A group of nursing students from University of Nevada, Reno spent Friday teaching fourth-graders at Fremont Elementary School how to avoid getting sick this season.
They said it's very easy to do, "Specifically, hand washing."
School nurse Sheila Bridges invited the group, saying every year at this time the number of colds, flu cases and other illnesses rise in the school.
Jennifer Hinnant said studies have shown simple handwashing and following a few other common sense rules can reduce student absences by a third in just five weeks.
Those precautions, according to nursing professor Bernie Longo, are designed to "break the chain of infection."
Christy McIntire said they give the students a graphic demonstration of how germs are passed from one person to another by dipping students' hands in flour. She said then they can see as they touch another person's hands or face how the flour transfers from one to another.
They teach the students to avoid putting their hands on other students' faces and not to pick things up and put them in their mouths.
Bridges said she emphasizes that students should use tissue to blow their noses, not just wipe it onto a hand or sleeve where it can easily be passed to another student.
Wilcox said that helps teach students the importance of washing hands after going to the bathroom and before and after eating.
"Then hopefully, they can keep from transmitting germs from one to another," said Sullivan.

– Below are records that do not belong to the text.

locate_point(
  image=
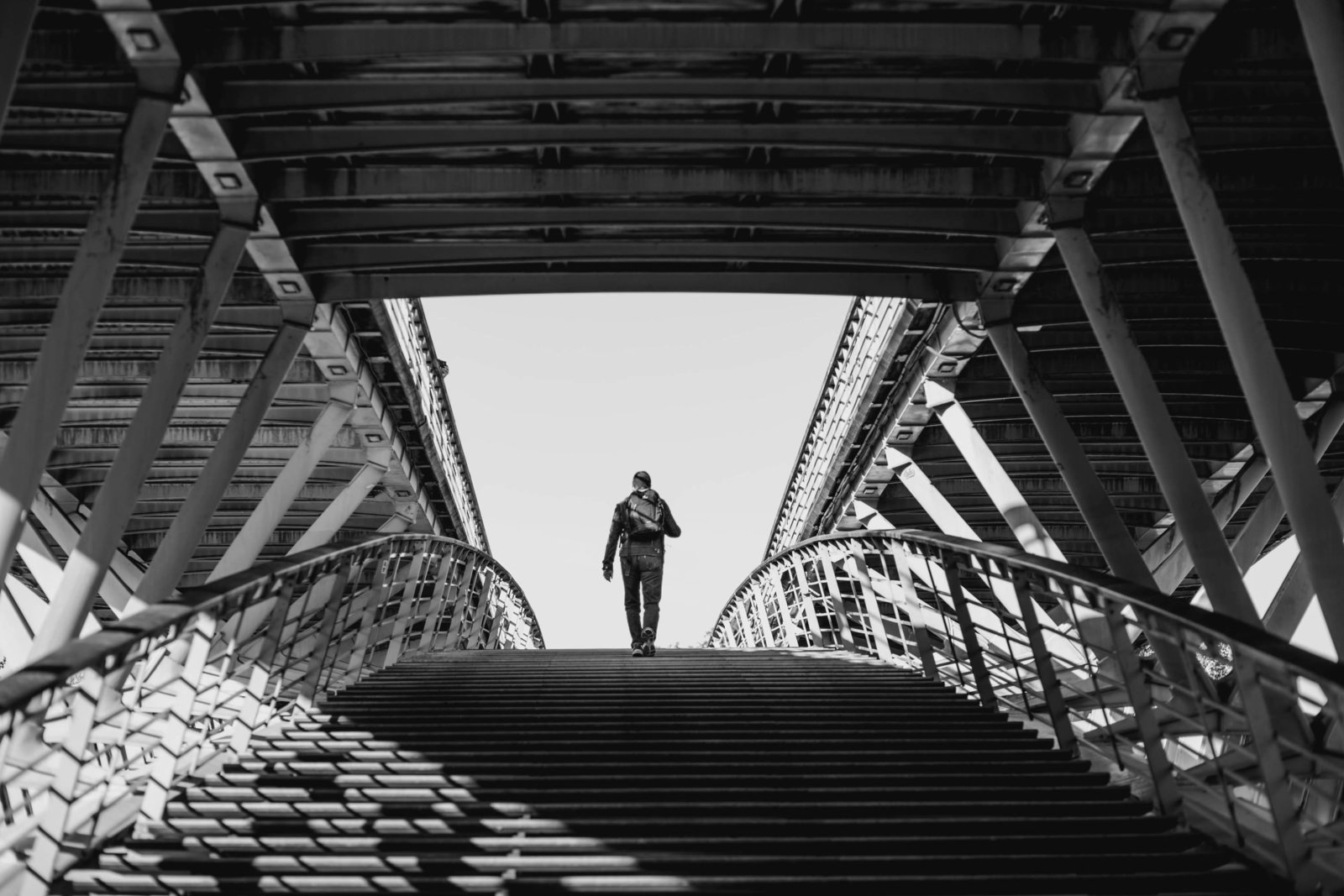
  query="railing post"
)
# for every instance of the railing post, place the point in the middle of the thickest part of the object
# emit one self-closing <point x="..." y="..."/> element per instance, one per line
<point x="837" y="600"/>
<point x="1278" y="793"/>
<point x="436" y="604"/>
<point x="245" y="725"/>
<point x="911" y="604"/>
<point x="318" y="656"/>
<point x="810" y="606"/>
<point x="410" y="598"/>
<point x="1045" y="668"/>
<point x="971" y="644"/>
<point x="178" y="721"/>
<point x="1166" y="794"/>
<point x="877" y="625"/>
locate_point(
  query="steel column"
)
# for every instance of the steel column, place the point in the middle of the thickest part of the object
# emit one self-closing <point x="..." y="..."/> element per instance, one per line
<point x="38" y="421"/>
<point x="1089" y="495"/>
<point x="1162" y="443"/>
<point x="1323" y="27"/>
<point x="1005" y="497"/>
<point x="17" y="19"/>
<point x="174" y="553"/>
<point x="326" y="527"/>
<point x="116" y="501"/>
<point x="268" y="513"/>
<point x="1254" y="360"/>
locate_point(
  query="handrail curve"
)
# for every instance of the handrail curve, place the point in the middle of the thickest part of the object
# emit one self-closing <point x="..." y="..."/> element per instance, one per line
<point x="1243" y="741"/>
<point x="82" y="754"/>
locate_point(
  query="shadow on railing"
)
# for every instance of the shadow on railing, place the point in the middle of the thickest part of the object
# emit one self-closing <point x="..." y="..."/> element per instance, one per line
<point x="98" y="734"/>
<point x="1216" y="721"/>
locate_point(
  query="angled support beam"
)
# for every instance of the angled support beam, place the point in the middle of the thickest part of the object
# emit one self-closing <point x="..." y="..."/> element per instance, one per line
<point x="326" y="527"/>
<point x="116" y="501"/>
<point x="17" y="19"/>
<point x="992" y="476"/>
<point x="1323" y="27"/>
<point x="1260" y="528"/>
<point x="1090" y="497"/>
<point x="38" y="421"/>
<point x="402" y="519"/>
<point x="268" y="513"/>
<point x="1162" y="443"/>
<point x="1254" y="360"/>
<point x="1173" y="570"/>
<point x="174" y="553"/>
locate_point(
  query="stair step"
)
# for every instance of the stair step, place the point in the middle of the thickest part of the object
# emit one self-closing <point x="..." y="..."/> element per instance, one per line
<point x="701" y="772"/>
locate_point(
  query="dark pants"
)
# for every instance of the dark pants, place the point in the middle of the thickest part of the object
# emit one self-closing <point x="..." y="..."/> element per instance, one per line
<point x="647" y="570"/>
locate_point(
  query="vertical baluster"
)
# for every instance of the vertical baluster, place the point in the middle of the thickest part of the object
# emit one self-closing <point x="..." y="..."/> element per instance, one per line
<point x="1166" y="795"/>
<point x="974" y="656"/>
<point x="1055" y="705"/>
<point x="907" y="587"/>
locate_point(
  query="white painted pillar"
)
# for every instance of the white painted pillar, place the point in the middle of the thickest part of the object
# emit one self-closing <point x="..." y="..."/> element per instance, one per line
<point x="181" y="542"/>
<point x="116" y="501"/>
<point x="38" y="421"/>
<point x="326" y="527"/>
<point x="268" y="513"/>
<point x="992" y="476"/>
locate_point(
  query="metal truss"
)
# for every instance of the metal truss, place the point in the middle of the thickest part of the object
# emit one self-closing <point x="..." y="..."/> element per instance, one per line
<point x="1247" y="768"/>
<point x="331" y="617"/>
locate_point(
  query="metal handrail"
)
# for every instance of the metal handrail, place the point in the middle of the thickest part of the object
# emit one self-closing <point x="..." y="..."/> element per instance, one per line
<point x="1243" y="741"/>
<point x="84" y="755"/>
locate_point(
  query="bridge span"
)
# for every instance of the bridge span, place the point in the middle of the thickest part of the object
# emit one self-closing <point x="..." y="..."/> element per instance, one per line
<point x="1074" y="464"/>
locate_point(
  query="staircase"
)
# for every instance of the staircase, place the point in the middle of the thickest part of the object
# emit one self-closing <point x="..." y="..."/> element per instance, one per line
<point x="692" y="772"/>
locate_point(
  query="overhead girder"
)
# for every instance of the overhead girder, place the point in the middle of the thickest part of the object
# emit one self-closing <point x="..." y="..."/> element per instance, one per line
<point x="272" y="97"/>
<point x="239" y="47"/>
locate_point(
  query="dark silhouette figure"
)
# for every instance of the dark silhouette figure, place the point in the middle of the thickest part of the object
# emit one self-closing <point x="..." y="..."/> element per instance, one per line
<point x="638" y="524"/>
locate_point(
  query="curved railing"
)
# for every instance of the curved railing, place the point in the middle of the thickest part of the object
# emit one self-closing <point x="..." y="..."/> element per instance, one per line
<point x="1220" y="723"/>
<point x="96" y="735"/>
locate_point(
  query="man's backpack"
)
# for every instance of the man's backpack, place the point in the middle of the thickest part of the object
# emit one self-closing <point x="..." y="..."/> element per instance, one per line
<point x="644" y="515"/>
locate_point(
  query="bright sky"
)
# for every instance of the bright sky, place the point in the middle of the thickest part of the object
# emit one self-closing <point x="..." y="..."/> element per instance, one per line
<point x="559" y="399"/>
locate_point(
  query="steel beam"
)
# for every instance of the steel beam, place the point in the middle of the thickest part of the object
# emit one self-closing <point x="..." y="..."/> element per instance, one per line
<point x="360" y="288"/>
<point x="1263" y="521"/>
<point x="995" y="479"/>
<point x="985" y="222"/>
<point x="1323" y="27"/>
<point x="38" y="421"/>
<point x="438" y="181"/>
<point x="887" y="39"/>
<point x="1173" y="570"/>
<point x="116" y="501"/>
<point x="308" y="141"/>
<point x="1171" y="465"/>
<point x="268" y="513"/>
<point x="329" y="521"/>
<point x="1257" y="365"/>
<point x="942" y="254"/>
<point x="286" y="97"/>
<point x="402" y="519"/>
<point x="1090" y="497"/>
<point x="17" y="19"/>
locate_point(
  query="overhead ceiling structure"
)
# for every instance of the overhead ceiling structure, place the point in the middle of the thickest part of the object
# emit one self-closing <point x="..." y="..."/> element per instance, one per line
<point x="351" y="154"/>
<point x="875" y="436"/>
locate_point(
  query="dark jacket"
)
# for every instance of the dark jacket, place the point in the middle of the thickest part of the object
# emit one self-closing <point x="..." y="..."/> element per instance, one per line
<point x="638" y="546"/>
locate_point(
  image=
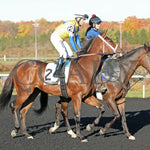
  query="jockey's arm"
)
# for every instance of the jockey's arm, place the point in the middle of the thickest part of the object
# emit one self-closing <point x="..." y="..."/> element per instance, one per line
<point x="77" y="40"/>
<point x="72" y="42"/>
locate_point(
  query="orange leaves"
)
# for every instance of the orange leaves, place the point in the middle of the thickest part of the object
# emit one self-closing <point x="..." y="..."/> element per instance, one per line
<point x="131" y="24"/>
<point x="24" y="29"/>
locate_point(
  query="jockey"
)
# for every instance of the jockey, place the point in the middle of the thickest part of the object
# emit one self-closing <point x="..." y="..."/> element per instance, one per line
<point x="68" y="29"/>
<point x="93" y="30"/>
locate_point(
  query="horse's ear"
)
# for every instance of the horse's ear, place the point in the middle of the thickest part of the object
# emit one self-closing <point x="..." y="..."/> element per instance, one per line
<point x="146" y="46"/>
<point x="104" y="33"/>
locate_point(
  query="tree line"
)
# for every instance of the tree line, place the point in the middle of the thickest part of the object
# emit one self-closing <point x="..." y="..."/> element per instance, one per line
<point x="134" y="31"/>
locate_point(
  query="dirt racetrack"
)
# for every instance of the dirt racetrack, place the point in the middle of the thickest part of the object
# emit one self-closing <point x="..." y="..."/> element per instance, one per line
<point x="138" y="120"/>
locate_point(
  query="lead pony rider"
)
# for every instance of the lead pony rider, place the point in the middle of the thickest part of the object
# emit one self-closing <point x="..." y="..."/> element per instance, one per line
<point x="68" y="29"/>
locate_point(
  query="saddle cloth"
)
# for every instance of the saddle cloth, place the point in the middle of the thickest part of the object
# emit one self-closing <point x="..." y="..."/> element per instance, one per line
<point x="49" y="71"/>
<point x="110" y="70"/>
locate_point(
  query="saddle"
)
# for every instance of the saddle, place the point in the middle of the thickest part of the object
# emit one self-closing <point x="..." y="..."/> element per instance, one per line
<point x="110" y="70"/>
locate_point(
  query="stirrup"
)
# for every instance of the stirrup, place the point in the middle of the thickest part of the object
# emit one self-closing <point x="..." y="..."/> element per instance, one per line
<point x="58" y="74"/>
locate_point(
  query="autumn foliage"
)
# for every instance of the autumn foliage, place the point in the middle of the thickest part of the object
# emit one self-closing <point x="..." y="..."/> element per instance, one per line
<point x="18" y="38"/>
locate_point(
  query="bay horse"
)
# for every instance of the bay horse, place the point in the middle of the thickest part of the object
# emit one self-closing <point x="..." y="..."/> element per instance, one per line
<point x="28" y="80"/>
<point x="114" y="97"/>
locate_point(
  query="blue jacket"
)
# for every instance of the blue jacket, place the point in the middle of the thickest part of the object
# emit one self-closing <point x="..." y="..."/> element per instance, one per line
<point x="92" y="33"/>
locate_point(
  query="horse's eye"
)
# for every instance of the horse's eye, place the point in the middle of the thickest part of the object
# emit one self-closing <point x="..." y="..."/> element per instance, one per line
<point x="111" y="41"/>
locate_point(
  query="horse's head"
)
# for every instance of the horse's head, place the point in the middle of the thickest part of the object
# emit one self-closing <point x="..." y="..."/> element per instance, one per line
<point x="145" y="59"/>
<point x="103" y="44"/>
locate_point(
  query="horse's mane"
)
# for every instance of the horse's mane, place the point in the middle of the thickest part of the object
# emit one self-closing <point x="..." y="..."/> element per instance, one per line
<point x="86" y="44"/>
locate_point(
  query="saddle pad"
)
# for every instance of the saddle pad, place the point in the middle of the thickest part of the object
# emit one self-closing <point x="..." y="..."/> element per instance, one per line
<point x="49" y="71"/>
<point x="110" y="70"/>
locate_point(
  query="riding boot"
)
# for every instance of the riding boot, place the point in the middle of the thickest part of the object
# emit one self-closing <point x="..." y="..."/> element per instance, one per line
<point x="102" y="87"/>
<point x="58" y="72"/>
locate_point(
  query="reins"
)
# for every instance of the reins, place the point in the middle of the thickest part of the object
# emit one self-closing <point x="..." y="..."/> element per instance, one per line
<point x="83" y="55"/>
<point x="103" y="39"/>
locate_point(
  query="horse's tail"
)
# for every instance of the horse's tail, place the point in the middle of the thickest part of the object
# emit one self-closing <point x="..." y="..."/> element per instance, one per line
<point x="6" y="91"/>
<point x="43" y="102"/>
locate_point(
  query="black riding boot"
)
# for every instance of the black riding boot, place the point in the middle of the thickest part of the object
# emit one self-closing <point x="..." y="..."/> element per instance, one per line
<point x="58" y="72"/>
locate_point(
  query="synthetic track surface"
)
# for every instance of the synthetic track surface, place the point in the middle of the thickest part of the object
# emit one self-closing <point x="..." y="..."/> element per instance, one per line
<point x="138" y="120"/>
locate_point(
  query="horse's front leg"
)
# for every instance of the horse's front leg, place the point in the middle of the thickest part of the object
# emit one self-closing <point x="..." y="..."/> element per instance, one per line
<point x="76" y="101"/>
<point x="15" y="117"/>
<point x="23" y="112"/>
<point x="57" y="116"/>
<point x="92" y="101"/>
<point x="121" y="107"/>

Longo and Bridges said those simple lessons are good for parents to know as well, because emphasizing hygiene at home will reduce the number of illnesses a student picks up at school.
"The most common question I get from parents is, 'Is there something going around?' There's always something going around," said Bridges.
Bridges praised the quality of the students she's seeing from Orvis School of Nursing at UNR and their willingness to come down and work with her students.
She said she hopes some will want to become school nurses when they graduate.